The Walking Dead: Survival Instinct left such a bad taste in my mouth, especially after the numerous pleasures of Telltale’s episodic outing (which actually hits every single rule I’ve outlined below), that I couldn’t help but reflect on the rules of zombie fiction that are so often ignored by games about zombies.
That’s not to say that there aren’t many good games out there about zombies (Left 4 Dead succeeds despite ignoring most of these), but rather that a lot of games use zombies without fully grasping their fundamental appeal.
1. A bite must mean death
How many zombie films have you seen in which a character is beaten to death by zombies rather than eaten? Furthermore, how many films have you seen where a character survives a zombie bite? For some reason, most zombie games skip right over this fairly crucial bit of zombie lore. But zombie stories play around with our fear of infection – many of them are inspired by the panic inspired by AIDs and HIV, both rational and irrational – and to remove this element is to remove a fundamental part of what zombies are meant to represent.
2. The zombies' past lives must be acknowledged
Killing a zombie doesn’t have to be easy or fun. Most zombie games have a very limited batch of zombie models, bar a few specific zombies who will be dressed in a way that denotes their prior occupation (this is a big issue in Survival Instinct). This is actually a pretty common problem across a lot of games, but it’s particularly important, with zombies, to remind the audience that they used to be individuals, and that they could have, potentially, been friends or allies were they still alive. The most obvious way of achieving this is to turn an in-game ally into a zombie, but there are better ways of handling it – think of that attic scene in Telltale’s game, for instance.
3. Humanity’s new values must be debated and decided
This one is almost always ignored. To get into what I really mean here, I’m going to need to spoil Telltale’s The Walking Dead Episode 4, so if you haven’t played that yet, skip ahead to the fourth point. Alright? Alright.
Towards the end of Episode 4 of The Walking Dead (and here comes the spoiler), there’s a moment where you’re given the choice of either letting Ben, a character who has held you back, made bad decisions, and arguably gotten other characters killed, live or die. In a world where law and order has broken down, you’re asked there and then to decide where you think the value in a person like Ben lies – should people like him be dropped by the wayside, or is the sanctity of human life worth holding onto? Has the world changed so much that it’s perfectly alright to kill someone just because they’re not as good as you at navigating it? It is, to my mind, the most important question the game asks of you, and it’s a shame that other zombie games don’t get you to seriously think about things like this (with the possible exception of Day Z, which simulates a world in which every survivor is heavily armed and an arsehole). And for the record, I pulled him up.
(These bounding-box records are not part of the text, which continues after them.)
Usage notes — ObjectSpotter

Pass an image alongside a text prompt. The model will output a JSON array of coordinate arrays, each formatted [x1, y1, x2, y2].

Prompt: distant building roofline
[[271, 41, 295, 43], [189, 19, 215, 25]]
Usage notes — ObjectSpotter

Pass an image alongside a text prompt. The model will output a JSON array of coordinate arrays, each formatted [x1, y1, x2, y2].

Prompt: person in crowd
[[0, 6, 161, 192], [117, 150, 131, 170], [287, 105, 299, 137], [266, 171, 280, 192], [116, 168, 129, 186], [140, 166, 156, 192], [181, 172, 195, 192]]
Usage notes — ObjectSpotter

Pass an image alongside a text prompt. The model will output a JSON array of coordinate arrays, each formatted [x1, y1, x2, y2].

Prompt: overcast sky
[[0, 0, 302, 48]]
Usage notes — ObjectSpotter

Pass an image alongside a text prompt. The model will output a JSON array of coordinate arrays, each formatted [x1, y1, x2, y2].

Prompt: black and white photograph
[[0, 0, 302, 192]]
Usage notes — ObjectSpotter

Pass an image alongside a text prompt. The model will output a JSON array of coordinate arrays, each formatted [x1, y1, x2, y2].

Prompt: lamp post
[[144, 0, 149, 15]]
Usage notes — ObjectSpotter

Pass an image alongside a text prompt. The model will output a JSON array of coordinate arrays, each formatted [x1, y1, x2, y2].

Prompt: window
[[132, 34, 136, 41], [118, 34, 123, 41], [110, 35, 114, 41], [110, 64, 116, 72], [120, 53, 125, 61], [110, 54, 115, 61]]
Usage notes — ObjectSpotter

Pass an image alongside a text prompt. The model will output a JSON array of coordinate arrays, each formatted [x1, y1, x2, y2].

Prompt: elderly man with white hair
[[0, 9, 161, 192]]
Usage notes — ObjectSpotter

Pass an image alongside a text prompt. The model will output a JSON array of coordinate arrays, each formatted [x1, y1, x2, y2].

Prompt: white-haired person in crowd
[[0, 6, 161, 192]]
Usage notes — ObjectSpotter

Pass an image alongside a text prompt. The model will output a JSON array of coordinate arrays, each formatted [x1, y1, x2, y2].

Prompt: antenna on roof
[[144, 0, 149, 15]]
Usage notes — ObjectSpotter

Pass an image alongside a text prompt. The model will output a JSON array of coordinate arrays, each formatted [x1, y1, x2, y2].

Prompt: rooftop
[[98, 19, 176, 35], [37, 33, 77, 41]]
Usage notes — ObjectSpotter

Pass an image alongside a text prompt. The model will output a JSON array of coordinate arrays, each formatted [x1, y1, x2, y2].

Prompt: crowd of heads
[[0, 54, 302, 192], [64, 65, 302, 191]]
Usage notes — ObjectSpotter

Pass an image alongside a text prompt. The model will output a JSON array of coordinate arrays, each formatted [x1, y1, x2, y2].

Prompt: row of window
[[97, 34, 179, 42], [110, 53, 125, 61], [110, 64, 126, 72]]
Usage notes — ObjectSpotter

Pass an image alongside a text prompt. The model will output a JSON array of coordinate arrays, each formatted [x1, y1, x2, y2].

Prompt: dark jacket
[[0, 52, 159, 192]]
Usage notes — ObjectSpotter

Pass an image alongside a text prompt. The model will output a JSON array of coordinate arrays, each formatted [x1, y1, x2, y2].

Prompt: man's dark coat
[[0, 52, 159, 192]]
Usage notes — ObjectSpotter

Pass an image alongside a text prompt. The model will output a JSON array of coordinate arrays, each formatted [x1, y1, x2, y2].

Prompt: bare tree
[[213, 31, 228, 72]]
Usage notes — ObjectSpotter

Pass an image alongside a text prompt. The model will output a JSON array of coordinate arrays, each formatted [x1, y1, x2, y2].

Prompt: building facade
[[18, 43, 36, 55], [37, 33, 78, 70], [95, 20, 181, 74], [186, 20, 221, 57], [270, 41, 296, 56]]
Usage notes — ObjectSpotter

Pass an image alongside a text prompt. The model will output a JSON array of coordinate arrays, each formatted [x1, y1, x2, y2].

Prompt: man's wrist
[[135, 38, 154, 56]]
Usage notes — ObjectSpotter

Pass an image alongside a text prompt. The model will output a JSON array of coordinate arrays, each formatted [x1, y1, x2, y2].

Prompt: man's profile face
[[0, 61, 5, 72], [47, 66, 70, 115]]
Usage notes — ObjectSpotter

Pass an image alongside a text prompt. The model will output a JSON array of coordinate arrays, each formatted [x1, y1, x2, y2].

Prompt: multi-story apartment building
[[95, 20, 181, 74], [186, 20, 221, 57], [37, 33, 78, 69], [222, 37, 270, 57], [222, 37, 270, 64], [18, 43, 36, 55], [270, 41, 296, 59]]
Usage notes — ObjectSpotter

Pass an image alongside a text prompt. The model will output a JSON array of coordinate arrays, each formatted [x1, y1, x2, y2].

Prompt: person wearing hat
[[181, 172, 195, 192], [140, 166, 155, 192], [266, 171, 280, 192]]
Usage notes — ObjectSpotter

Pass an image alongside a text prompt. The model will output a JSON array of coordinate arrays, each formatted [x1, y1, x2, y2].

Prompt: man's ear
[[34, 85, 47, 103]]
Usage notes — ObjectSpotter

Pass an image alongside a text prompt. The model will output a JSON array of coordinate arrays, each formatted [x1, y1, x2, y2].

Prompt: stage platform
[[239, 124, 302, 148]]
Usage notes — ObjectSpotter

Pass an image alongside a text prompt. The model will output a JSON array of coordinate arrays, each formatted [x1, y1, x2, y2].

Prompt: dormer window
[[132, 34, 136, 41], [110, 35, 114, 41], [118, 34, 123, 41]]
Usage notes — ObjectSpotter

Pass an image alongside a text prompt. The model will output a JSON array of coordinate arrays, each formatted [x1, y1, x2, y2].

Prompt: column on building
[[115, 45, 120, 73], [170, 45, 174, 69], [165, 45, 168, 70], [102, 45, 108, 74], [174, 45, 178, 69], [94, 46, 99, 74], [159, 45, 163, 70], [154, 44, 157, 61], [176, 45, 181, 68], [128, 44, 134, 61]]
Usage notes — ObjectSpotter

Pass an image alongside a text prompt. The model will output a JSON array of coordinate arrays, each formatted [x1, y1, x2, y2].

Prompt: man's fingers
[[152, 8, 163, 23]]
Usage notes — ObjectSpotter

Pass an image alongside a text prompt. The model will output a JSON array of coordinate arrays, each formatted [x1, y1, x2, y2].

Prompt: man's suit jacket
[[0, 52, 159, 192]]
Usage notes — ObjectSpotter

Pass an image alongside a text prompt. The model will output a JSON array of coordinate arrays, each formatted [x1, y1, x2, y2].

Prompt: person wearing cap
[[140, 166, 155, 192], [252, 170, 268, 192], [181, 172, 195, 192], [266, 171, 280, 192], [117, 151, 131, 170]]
4. Sacrifices must be made
Did you read the Left 4 Dead comic, The Sacrifice? It wasn’t a bad story, and it outlined just how important sacrifice is to Left 4 Dead. The game’s best moments don’t always come from everyone getting through a level alive – the ‘go on without me’ moments are, I would argue, more memorable. And hell, if someone sacrificed their life for yours in Day Z, you’d likely remember it much more fondly than the hundreds of friends who shot you in the back. In Survival Instinct, you can essentially order other characters to sacrifice themselves off-screen if you’re in a weirdly anarchistic mood, but that’s about it.
5. Zombies have been done to death – the story must be unique
Pun not intended in that heading (if it had been I probably could have come up with something better, right?). The point is – if any reviewer covers your game and says ‘the real beauty of it is that the zombies aren’t the real enemies, it’s other people’, congratulations – that’s the exact way everyone has ever reacted to every piece of zombie fiction ever. Of course, that can be a part of it, but then look at the greatest piece of zombie fiction of the last 15-odd years, Shaun of the Dead. Who were the real enemies in that film? The zombies! So I guess what I’m saying is, could someone please make Shaun of the Dead into a videogame?